Uma busca rápida na Net conduz-nos a um mundo paralelo e em expansão no YouTube: aqui não há valores e regras da civilidade democrática, nem éticas e estéticas da urbanidade, mas um viveiro regido por códigos do universo dos gamers que, misturado com um discurso político radicalizado, faz da batalha contra o mainstream uma cartilha evangelizadora, principalmente dos jovens.

Estas celebridades da Internet são maioritariamente rapazes, algures na casa dos 20 anos (uns parecem aspirantes a Nikolas Ferreira à portuguesa), que criaram comunidades com métricas de produtividade, seguidores, visualizações e engagement significativos. Eles alimentam as redes com vários posts e vídeos em que falam sobre os mais variados temas da actualidade: da manifestação da habitação aos debates parlamentares, passando pela estátua de Camilo.

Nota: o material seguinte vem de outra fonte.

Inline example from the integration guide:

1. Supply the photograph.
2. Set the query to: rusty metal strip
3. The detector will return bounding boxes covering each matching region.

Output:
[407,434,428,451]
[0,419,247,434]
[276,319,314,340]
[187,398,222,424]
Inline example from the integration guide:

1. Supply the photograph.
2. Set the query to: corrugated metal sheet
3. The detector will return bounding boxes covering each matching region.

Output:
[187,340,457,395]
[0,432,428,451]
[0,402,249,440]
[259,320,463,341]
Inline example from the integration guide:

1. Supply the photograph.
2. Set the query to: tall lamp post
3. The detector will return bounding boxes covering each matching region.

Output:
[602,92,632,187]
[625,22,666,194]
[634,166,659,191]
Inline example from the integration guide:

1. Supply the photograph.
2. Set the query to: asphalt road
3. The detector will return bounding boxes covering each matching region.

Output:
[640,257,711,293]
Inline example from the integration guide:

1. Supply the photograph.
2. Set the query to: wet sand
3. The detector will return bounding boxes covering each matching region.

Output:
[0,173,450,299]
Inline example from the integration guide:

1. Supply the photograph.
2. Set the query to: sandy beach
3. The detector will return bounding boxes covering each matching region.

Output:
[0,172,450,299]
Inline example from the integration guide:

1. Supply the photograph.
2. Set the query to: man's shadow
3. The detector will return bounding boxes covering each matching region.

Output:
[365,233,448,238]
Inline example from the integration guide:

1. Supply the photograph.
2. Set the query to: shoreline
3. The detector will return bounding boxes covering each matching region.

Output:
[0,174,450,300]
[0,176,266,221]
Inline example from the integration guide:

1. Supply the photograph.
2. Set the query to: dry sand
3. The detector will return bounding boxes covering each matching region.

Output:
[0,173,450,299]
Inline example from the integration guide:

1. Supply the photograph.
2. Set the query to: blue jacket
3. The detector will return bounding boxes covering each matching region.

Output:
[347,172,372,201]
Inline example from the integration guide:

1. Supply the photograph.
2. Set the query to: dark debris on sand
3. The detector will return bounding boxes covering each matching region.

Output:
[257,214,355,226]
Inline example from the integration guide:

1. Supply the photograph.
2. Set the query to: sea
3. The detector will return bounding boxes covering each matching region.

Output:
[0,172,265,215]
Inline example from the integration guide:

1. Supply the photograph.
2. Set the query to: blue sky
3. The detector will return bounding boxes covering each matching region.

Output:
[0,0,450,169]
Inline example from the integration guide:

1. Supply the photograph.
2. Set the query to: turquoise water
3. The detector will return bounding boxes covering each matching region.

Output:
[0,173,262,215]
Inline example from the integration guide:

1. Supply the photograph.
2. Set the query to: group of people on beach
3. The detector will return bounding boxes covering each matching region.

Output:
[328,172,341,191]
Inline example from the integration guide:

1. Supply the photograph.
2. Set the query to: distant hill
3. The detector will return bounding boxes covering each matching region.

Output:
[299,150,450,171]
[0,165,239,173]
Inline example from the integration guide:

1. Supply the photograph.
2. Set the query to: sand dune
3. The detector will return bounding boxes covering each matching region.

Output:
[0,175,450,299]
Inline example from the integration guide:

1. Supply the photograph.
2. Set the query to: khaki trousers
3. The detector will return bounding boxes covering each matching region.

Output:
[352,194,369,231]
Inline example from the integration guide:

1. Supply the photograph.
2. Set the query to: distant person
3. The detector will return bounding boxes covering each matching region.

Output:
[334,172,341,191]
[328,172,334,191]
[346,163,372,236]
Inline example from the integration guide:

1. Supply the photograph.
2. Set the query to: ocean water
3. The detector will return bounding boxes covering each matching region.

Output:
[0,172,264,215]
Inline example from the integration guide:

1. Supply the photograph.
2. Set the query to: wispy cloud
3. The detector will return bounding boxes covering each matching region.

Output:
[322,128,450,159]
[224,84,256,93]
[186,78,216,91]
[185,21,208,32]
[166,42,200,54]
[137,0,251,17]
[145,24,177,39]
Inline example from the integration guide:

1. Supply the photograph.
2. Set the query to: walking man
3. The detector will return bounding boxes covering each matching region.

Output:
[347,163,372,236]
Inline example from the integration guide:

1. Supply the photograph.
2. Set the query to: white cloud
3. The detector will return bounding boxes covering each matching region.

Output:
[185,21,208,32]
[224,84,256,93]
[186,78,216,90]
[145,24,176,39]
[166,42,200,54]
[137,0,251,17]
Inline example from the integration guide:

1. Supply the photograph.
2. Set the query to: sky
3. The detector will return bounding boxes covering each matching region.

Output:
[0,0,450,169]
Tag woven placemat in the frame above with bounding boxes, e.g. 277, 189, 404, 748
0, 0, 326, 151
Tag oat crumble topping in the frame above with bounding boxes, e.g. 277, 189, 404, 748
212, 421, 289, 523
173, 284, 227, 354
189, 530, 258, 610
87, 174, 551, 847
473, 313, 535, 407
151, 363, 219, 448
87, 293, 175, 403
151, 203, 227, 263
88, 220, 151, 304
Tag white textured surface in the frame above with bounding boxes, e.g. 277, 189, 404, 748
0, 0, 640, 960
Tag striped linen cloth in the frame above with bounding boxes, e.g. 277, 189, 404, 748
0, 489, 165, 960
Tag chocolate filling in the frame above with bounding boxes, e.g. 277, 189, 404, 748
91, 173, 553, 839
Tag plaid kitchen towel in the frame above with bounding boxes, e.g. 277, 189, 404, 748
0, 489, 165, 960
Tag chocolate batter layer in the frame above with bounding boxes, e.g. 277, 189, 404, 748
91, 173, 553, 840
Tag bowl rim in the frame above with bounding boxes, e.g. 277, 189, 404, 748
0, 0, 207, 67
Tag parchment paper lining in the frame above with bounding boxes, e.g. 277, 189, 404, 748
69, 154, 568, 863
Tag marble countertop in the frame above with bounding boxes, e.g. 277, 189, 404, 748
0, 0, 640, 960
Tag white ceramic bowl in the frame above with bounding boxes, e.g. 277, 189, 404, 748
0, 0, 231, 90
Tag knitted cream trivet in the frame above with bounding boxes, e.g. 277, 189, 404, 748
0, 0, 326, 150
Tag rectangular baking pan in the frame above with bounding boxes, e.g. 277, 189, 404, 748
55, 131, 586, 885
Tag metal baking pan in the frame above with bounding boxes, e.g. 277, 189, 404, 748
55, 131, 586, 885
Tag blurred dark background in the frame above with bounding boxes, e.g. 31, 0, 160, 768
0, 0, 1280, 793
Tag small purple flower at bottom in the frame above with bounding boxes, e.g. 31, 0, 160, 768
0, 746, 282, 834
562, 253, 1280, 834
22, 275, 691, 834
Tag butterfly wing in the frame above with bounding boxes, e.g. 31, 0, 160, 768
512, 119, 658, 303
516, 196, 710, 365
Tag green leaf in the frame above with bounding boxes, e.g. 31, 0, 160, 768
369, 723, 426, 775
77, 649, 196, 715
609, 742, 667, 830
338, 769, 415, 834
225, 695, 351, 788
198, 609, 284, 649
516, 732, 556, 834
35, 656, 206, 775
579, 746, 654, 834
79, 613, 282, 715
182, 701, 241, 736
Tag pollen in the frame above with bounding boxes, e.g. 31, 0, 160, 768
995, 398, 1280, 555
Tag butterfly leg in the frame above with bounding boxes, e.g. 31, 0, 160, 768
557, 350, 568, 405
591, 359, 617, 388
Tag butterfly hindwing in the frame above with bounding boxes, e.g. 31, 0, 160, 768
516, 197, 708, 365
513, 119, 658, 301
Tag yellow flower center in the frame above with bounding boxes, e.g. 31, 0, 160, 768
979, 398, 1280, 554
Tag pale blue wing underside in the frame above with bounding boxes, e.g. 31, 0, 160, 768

Tendo como alvo o país mainstream, um dos seus tópicos predilectos são os media. Estes criadores de conteúdos alimentam a hostilidade com vídeos em que alertam para as estratégias veladas destes grandes “produtores de mentiras”, enquanto se investem da tarefa de corrigir o que é “intencionalmente mal noticiado”. Mais do que fornecerem um canal de informação adicional para o público jovem, aspiram a ser alternativa ao consumo de notícias convencionais. Para tal, rentabilizam a desconfiança que vários estudos sinalizam: muitos jovens expressam um cepticismo em relação à comunicação social e supõem que grande parte do jornalismo é impreciso ou tendencioso.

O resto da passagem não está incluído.